As one of a packed crowd at a Christmas night showing of the “Curious Case of Benjamin Button” in Dallas, I watched an approving audience enjoy a film with a terrible, though predictable racial message.  As the message began to emerge, the fact that the audience was uniformly white made a lot of sense.  So what’s the story of Benjamin? 
            The overt story, recounted in all the reviews, is that a man is born old and then spends his life becoming young; we watch the old baby transform to middle age and then age on into infancy and death.  This reversal of the normal order intrigued viewers and led to much post-film philosophizing about profound human questions of “mortality and fleeting love,” as one web reviewer said. 
            But the covert, secondary story was an old and familiar racial tale: black people exist in America, or at least in American cinema, to serve, protect, and humanize dominant white people who have lost their way or been abandoned by their rightful families.  The protagonist Benjamin, a white child abandoned by his well-to-do father when the mother dies in childbirth and the offending baby looks like a gnarled piece of gristle, survives only because a black woman finds the newborn and takes him into the nursing home where she cooks and cleans and cares for the white residents.  This is, after all, New Orleans in 1918, and in its natural order black people do the work to sustain white people’s daily lives. 

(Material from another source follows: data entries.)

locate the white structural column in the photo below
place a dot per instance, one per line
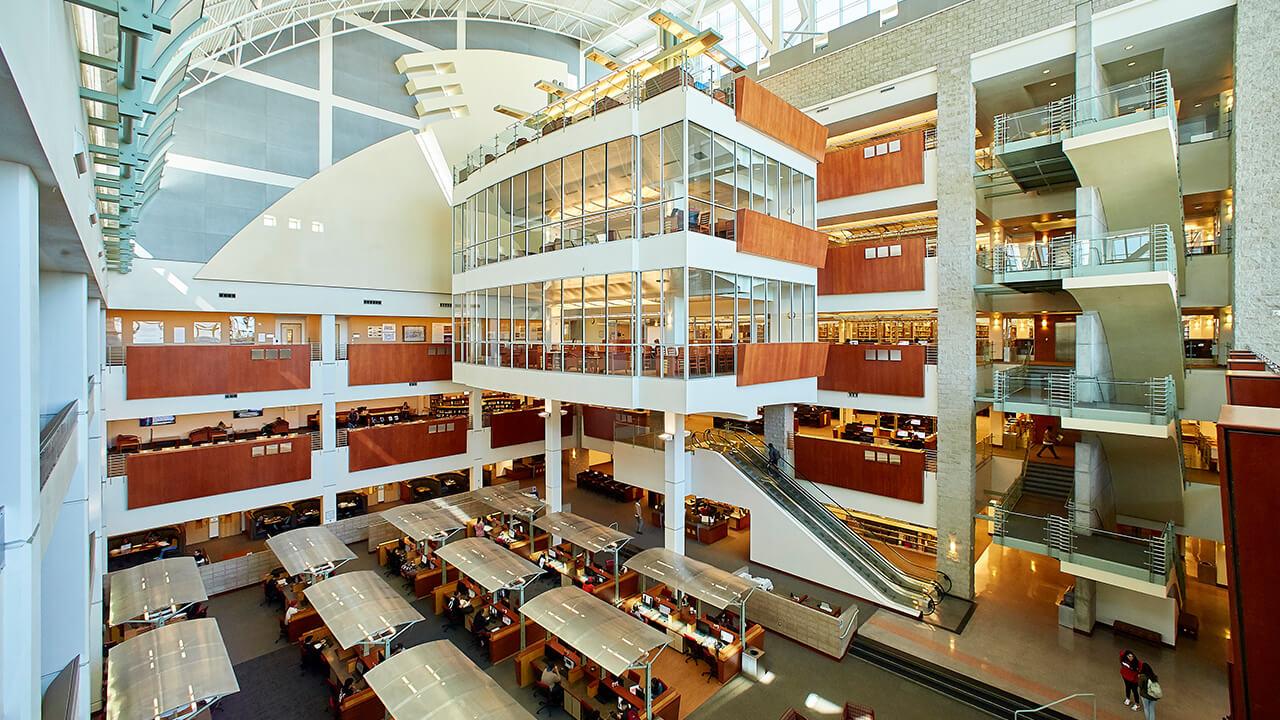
(475, 437)
(958, 370)
(554, 472)
(676, 486)
(328, 465)
(19, 459)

Taraji P. Henson gives the character of Queenie a religiously devout woman who sees God’s creation in the infant, depth and believability, but is helped by white audience expectations that white infants will be nurtured by such women.  My white audience laughed everytime this black woman embraced the growing Benjamin, metamorphosing into Brad Pitt, and called him “my son,” but the laughter was comfortable.  Of course Queenie was deluded to fancy herself his mother, but she was also saving his life. 

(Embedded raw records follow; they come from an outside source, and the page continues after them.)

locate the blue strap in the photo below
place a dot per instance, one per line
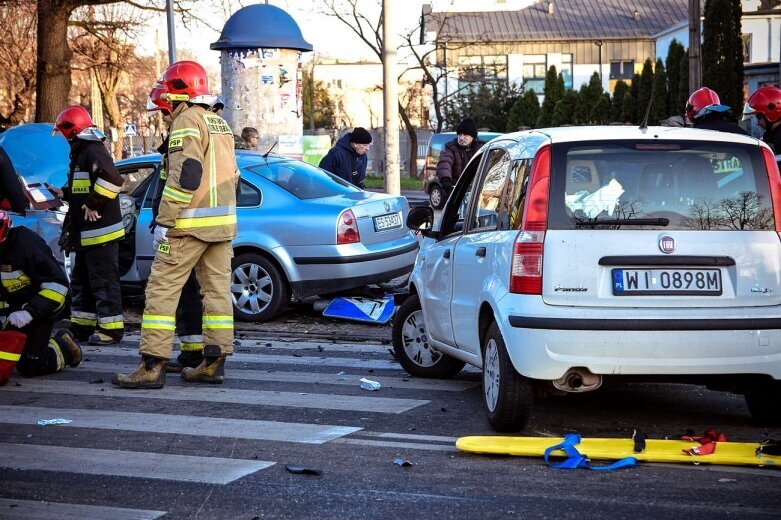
(575, 460)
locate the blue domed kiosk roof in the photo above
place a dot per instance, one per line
(261, 25)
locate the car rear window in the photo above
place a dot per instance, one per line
(681, 185)
(303, 180)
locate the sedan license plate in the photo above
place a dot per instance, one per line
(389, 221)
(654, 282)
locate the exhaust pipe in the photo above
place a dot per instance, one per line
(578, 380)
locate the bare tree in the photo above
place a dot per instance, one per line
(17, 62)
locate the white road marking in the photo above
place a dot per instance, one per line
(25, 509)
(180, 424)
(306, 377)
(90, 461)
(201, 393)
(272, 359)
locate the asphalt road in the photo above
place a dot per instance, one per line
(293, 398)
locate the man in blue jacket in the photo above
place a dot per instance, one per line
(347, 159)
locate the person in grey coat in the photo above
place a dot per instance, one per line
(456, 154)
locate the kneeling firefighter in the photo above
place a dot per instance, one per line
(195, 225)
(32, 296)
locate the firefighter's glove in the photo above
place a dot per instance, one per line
(160, 236)
(20, 319)
(90, 215)
(447, 185)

My distress at the early appearance of the old pattern of black subordination to white turned to perplexity at how the movie could manage to have this black savior at its center while depicting the racial order of segregation and white dominance of the interwar and immediate postwar years in America.  And how would it handle Civil Rights?  Not to worry.  When a touring African Pygmy arrives at the nursing home and takes old/young Benjamin on the trolley, the two sit together, but in the back of the bus.  There are no “white” and “colored” signs visible to remind us of the rules of segregated transport, but Benjamin and his friend talk to white youngsters who are seated towards the bus driver in front; they’re talking from the back.  When Benjamin arrives home after the war and enters the nursing home, he calls down the stairs for Queenie – who inhabits the lower reaches of the large old house, where the kitchen is – while he himself has a room on the upper floors with the white residents.  What gives?  He doesn’t sleep with his “family”?  When he meets the daughter of Queenie and her husband Tizzy, (what was the screenwriter doing with this 1930s plantation name?), played by Devyn A. Tyler, she might be considered his half-sister, for whom he would take some care and responsibility, but the character vanishes as quickly as she enters the film.  What would it mean for a white man to claim a black woman as his sister in the late 1940s and early 1950s?  Trouble, with a capital T, but that’s not the kind of trouble this movie cares about.  Ultimately, of course, Benjamin’s father experiences guilt, reclaims his son, and grants Brad Pitt an inheritance that allows for financial comfort.  Do Queenie and her kin gain any aid from this?  College tuition, perhaps, to a state university, which couldn’t be LSU, which was still segregated?  No. There’s no hint that the white Benjamin will give back personally to Queenie and her kin or that he will support the Civil Rights movement to change the system that constrains them politically.    
Thinking about the difference between a post-racial society and a multiracial one – does Barack Obama’s election signal that race no longer matters or that we’re committed to living with lots of racial differences? – I view the film as a perfect example of the satisfactions available to white people in a post-racial society.  If we pretend that race no longer matters, then we can continue to tell stories in which black people care for white people, who remain dominant and reassured that other groups exist to serve us.  I emerged from “Benjamin Button” with the horrible sadness that this well-intentioned white audience had enjoyed the movie not because of its visual beauty, clever effects, and philosophical puzzles – “having your heart warmed,” as one web reviewer put it – but because the movie affirmed the implicit racial promise Hollywood has so often offered up since 1939’s “Gone with the Wind”: white people are good, black people are better, and their appointed purpose, at least in popular movies, is to serve the lives and even to save the souls of white people.  It’s time for white Americans to give up the idea that we can have a feel-good, post-racial society where, nevertheless, white people will continue to be in charge.  That’s not post-racial; it’s delusionary.